As to my knitting, of course I was knitting on the island. Even before we left for Europe, I finished two hats from my never ending stash of Rowan fine tweed. I tried to photograph them in action there but hats and knits were not a priority on Skye so I didn’t try too hard. Here are some of the pics. My daughter and I are the models.

According to my plans (ha-ha, remember those?), in August I was supposed to work on my third big project for the #summerofbasics. I wanted to use as much of my ColourMart Fine Geelong yarn as possible (I already used it for 2 projects but still had quite a lot) and I thought that I found the right pattern for it. Wrong! The yarn didn’t want to become that pattern. Actually, the yarn turned out to be rather tricky and didn’t want to become any pattern. 

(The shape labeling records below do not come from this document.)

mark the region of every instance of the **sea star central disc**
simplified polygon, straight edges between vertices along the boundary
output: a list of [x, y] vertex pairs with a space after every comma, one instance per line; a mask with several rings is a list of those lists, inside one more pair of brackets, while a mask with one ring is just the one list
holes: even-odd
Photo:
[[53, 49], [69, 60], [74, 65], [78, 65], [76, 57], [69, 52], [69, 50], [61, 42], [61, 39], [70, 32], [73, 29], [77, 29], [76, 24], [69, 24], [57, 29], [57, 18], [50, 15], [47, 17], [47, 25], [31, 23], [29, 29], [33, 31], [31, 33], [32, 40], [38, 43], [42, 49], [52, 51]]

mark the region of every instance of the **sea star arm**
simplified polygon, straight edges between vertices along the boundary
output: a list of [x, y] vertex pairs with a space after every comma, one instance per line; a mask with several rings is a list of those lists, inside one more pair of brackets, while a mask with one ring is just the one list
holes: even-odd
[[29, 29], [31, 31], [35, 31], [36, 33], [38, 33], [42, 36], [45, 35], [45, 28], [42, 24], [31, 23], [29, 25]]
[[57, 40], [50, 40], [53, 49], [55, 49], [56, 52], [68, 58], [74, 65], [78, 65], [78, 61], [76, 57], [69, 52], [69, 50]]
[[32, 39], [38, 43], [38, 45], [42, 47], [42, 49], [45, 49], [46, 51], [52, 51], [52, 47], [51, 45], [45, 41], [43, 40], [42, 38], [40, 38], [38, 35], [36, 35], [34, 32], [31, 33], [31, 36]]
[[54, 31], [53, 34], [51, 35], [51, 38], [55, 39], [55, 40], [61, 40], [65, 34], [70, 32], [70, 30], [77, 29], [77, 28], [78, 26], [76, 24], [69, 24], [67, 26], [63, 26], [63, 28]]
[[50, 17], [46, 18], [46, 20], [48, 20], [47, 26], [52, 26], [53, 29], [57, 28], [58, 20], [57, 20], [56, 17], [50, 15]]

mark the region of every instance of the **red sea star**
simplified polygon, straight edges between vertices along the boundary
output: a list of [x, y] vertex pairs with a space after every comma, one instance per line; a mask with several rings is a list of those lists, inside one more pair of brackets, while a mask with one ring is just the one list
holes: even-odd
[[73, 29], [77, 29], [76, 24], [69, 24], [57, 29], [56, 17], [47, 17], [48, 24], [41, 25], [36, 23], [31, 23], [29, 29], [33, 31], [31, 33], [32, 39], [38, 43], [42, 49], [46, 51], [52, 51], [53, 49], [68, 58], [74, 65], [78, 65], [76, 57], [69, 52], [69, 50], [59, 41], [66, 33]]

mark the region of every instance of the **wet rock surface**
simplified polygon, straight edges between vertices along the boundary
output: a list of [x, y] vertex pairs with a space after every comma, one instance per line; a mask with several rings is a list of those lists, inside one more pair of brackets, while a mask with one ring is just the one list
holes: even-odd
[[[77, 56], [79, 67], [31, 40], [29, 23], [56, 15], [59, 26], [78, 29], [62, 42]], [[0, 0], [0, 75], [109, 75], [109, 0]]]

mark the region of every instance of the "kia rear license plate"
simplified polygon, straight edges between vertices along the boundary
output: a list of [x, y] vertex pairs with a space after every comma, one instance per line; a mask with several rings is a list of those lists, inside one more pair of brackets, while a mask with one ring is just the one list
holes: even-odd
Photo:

A couple of days before our departure I started making Tensile by Emily Greene from it because I got exactly the same gauge as needed for the pattern (rare occurrence for me) and I dutifully plugged away at it while in Scotland. Then, one bright and sunny day, after having bought a new yarn bowl, I decided to photograph my progress (and the yarn bowl).
My pictures showed clearly what I knew all along – the beautiful lace pattern was indiscernible in this yarn, it was useless to work so hard on something that won’t be even visible.
Finally, a day before we left the island, I saw these patterns published by Quince and Co and couldn’t resist anymore. My Tensile was unraveled because it had to become Slouchy.